Use security policies to manage the security setting in which deployed pods operate in your clusters.
From Tanzu Platform for Kubernetes, you can make the deployments to your clusters more secure by implementing constraints that limit what deployed pods can do. Security policies, implemented using Open Policy Agent-Gatekeeper, can prevent the deployment of pods that do not conform to your specifications.
A security policy allows you to restrict certain aspects of pod execution in your clusters, such as privilege escalation, Linux capabilities, and allowed volume types. When a pod is deployed to a cluster with a security policy, and it does not conform to the constraints specified in the policy, the deployment is disallowed.
The following provide the steps for how to create and manage Security Policies on Tanzu Platform for Kubernetes.
Before you create a policy, make sure that you have the required permission and understand how polices are applied.
To apply a security policy, you will need administrator access on your cluster and cluster groups.
You can implement security policies on a single cluster, on a cluster group, or at the organizational level, and they are inherited down through the hierarchy.
In contrast to native Kubernetes pod security policies, where the least restrictive policy takes precedence, security policies in Tanzu Platform for Kubernetes enforce all aspects of all applied policies, each to the most restrictive extent defined. You cannot relax the constraints of an inherited security policy by implementing a less restrictive policy on a child object.
To create a policy:
In Tanzu Platform hub, on the left navigation pane, scroll down to the Application Platform.
Expand Operations Policies.
Click Cluster Policies > Create Policy. You will see the Create Security Policy page.
For Basic details:
For Additional properties:
Select the security template that you want to use.
The Strict template is a pre-configured set of constraints that define a tight security context for pods in your clusters.

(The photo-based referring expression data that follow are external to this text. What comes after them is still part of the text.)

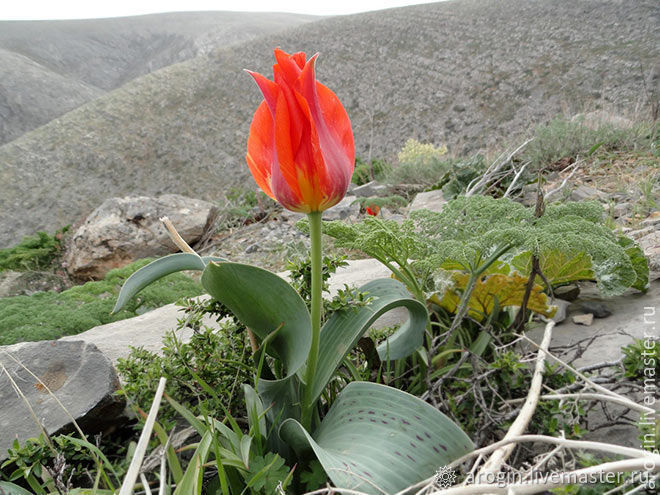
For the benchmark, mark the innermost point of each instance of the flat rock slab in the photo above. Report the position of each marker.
(147, 330)
(123, 230)
(609, 334)
(77, 373)
(634, 316)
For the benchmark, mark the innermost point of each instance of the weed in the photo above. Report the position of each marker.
(35, 252)
(50, 315)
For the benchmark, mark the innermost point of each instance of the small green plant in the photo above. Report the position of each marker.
(420, 164)
(35, 252)
(218, 356)
(50, 315)
(563, 138)
(365, 172)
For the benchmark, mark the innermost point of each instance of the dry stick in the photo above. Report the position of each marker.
(515, 179)
(48, 391)
(556, 480)
(145, 483)
(624, 400)
(143, 442)
(575, 166)
(29, 406)
(493, 169)
(176, 238)
(519, 321)
(185, 247)
(497, 459)
(589, 396)
(563, 442)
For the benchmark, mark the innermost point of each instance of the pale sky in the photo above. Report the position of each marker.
(86, 9)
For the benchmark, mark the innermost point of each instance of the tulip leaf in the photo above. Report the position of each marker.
(158, 269)
(379, 440)
(264, 303)
(344, 328)
(7, 488)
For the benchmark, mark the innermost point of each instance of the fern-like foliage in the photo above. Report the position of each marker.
(482, 234)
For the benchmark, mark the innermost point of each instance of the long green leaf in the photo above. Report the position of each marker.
(190, 483)
(158, 269)
(7, 488)
(380, 440)
(263, 302)
(344, 328)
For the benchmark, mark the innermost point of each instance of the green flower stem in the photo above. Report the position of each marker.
(317, 288)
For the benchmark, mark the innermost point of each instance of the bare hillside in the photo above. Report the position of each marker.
(465, 72)
(48, 68)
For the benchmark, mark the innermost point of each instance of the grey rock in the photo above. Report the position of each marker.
(621, 210)
(147, 331)
(27, 283)
(369, 190)
(123, 230)
(585, 193)
(567, 292)
(605, 339)
(653, 220)
(346, 209)
(597, 308)
(561, 313)
(430, 200)
(77, 373)
(639, 233)
(583, 319)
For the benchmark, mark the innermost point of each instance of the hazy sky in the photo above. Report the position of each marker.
(84, 9)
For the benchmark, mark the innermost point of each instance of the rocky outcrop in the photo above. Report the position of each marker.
(53, 376)
(123, 230)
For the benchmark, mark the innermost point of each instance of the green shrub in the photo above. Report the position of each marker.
(366, 172)
(220, 359)
(35, 252)
(563, 138)
(421, 164)
(50, 315)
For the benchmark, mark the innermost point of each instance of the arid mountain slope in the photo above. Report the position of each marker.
(48, 68)
(465, 72)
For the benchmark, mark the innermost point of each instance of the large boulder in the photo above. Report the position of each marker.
(123, 230)
(79, 376)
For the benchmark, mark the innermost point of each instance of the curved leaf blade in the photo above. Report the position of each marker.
(264, 302)
(377, 439)
(344, 328)
(158, 269)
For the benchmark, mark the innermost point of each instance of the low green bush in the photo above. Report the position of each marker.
(35, 252)
(563, 138)
(50, 315)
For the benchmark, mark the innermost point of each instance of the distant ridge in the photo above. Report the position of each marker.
(467, 73)
(48, 68)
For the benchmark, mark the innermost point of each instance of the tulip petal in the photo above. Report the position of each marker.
(288, 66)
(285, 178)
(333, 135)
(269, 89)
(261, 148)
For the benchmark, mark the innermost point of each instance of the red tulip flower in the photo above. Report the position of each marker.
(300, 148)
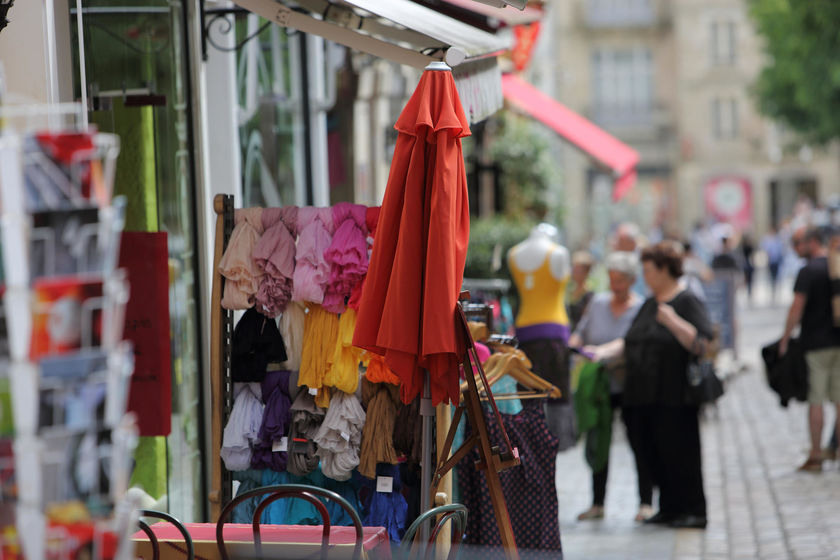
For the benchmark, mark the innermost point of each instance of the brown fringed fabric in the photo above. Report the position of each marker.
(377, 436)
(408, 431)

The Baseline template is a pre-configured set of constraints that prevents known privilege escalations, but is less stringent than the Strict template to ease adoption of the security policy for common containerized workloads.
The Custom template allows you to specify how to handle the various aspects of pod security for your clusters.
If you choose the Custom policy template, specify the detailed aspects for the policy.
Select the Enforcement action you want the policy to use.
Deny (default) indicates the policy is fully enforced, denying admission requests with any violation.
Dry run indicates the policy is not enforced, but allows you to see the impact of the policy for testing. If this option is selected, the policy does not prevent containers from being scheduled on the cluster, but you do receive alerts for policy violations. You can later edit this policy to re-enable policy enforcement.
Warn works similar to Dry run, except that it provides immediate feedback when a potential denial occurs.
Click Continue.
(Optional) For Namespaces, you can provide label selectors to specify particular namespaces that you want to include or exclude for this policy.
Click Create Policy.
When you add a security policy, Tanzu Platform for Kubernetes applies the policy to each cluster impacted by the policy. If this is the first security policy for a cluster, Tanzu Platform for Kubernetes installs an extension in the cluster, and then applies the policy.